Santiago de Chile (EFE).- El presidente de Chile, José Antonio Kast, reconoció este lunes ante el Parlamento que su política de austeridad causará “dolor”, aunque buscó neutralizar las críticas al afirmar que no habrá recortes en ayudas ni en derechos sociales. En su primera intervención sobre el estado del país, en la sede del Congreso en Valparaíso, el mandatario defendió que el ajuste pretende ordenar las finanzas públicas, recuperar la credibilidad de las cifras fiscales y situar el crecimiento económico en el centro.

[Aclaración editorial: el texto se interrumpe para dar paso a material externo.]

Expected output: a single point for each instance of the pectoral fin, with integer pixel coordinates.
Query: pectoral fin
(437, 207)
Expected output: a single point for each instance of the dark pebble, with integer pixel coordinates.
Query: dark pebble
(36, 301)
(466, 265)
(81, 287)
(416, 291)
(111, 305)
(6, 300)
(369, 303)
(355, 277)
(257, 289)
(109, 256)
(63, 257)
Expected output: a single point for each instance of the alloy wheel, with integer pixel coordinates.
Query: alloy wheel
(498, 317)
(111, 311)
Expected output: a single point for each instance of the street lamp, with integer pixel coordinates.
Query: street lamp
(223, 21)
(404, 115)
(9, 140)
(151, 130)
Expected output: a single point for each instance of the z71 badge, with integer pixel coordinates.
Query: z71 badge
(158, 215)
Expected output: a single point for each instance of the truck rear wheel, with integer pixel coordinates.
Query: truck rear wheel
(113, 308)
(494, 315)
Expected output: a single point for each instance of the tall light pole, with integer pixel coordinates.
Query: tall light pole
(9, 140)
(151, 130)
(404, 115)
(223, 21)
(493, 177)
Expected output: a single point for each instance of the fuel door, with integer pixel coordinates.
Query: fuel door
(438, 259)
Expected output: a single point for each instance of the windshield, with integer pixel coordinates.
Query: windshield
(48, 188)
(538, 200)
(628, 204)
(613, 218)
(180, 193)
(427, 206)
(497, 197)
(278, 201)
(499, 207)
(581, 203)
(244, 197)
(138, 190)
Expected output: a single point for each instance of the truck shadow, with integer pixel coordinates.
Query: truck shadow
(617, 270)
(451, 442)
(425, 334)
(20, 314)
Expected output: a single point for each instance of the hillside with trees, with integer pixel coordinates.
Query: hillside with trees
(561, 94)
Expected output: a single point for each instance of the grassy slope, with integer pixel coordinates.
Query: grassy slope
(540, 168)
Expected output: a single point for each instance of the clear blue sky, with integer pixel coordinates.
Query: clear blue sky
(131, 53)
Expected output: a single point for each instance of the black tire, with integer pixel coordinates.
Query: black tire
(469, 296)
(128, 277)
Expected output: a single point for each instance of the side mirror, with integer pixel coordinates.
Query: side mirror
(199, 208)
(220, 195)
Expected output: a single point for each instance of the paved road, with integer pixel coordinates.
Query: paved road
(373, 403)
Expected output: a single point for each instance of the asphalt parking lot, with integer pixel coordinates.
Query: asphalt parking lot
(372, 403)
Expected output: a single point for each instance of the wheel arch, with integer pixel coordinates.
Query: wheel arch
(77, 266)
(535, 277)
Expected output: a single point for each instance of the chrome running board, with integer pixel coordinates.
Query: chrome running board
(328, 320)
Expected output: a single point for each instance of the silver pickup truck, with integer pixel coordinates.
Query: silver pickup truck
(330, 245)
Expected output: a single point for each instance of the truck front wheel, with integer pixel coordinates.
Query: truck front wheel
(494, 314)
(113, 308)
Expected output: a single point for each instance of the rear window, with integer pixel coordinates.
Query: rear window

Kast aseguró que la situación económica y fiscal de Chile es “incluso más compleja” de lo que pensaba antes de asumir el poder el pasado 11 de marzo, y recurrió a ese diagnóstico para respaldar un plan con el que busca recortar 6.000 millones de dólares en dieciocho meses. Además, sostuvo que su Gobierno no se apartará de ese rumbo pese a las presiones y a los “días duros”, en una admisión explícita del costo social y político que puede tener la estrategia.
El ajuste ya está en marcha. A los pocos días de asumir, el gobernante dispuso un recorte promedio del 3 % en todos los ministerios, que hasta ahora acumula 2.000 millones de dólares, según datos oficiales. Salud figura como la cartera más perjudicada en monto, con 462 millones de dólares menos, equivalentes al 2,5 % de su presupuesto, mientras Cultura presenta el mayor porcentaje de reducción, cercano al 10 %. Aunque el presidente insistió en que los recortes no afectarán ayudas o derechos sociales y que se orientarán a mejorar la eficiencia de políticas y programas públicos, el alcance de los ajustes deja abierta la vigilancia sobre cómo se sostendrá esa promesa en la práctica.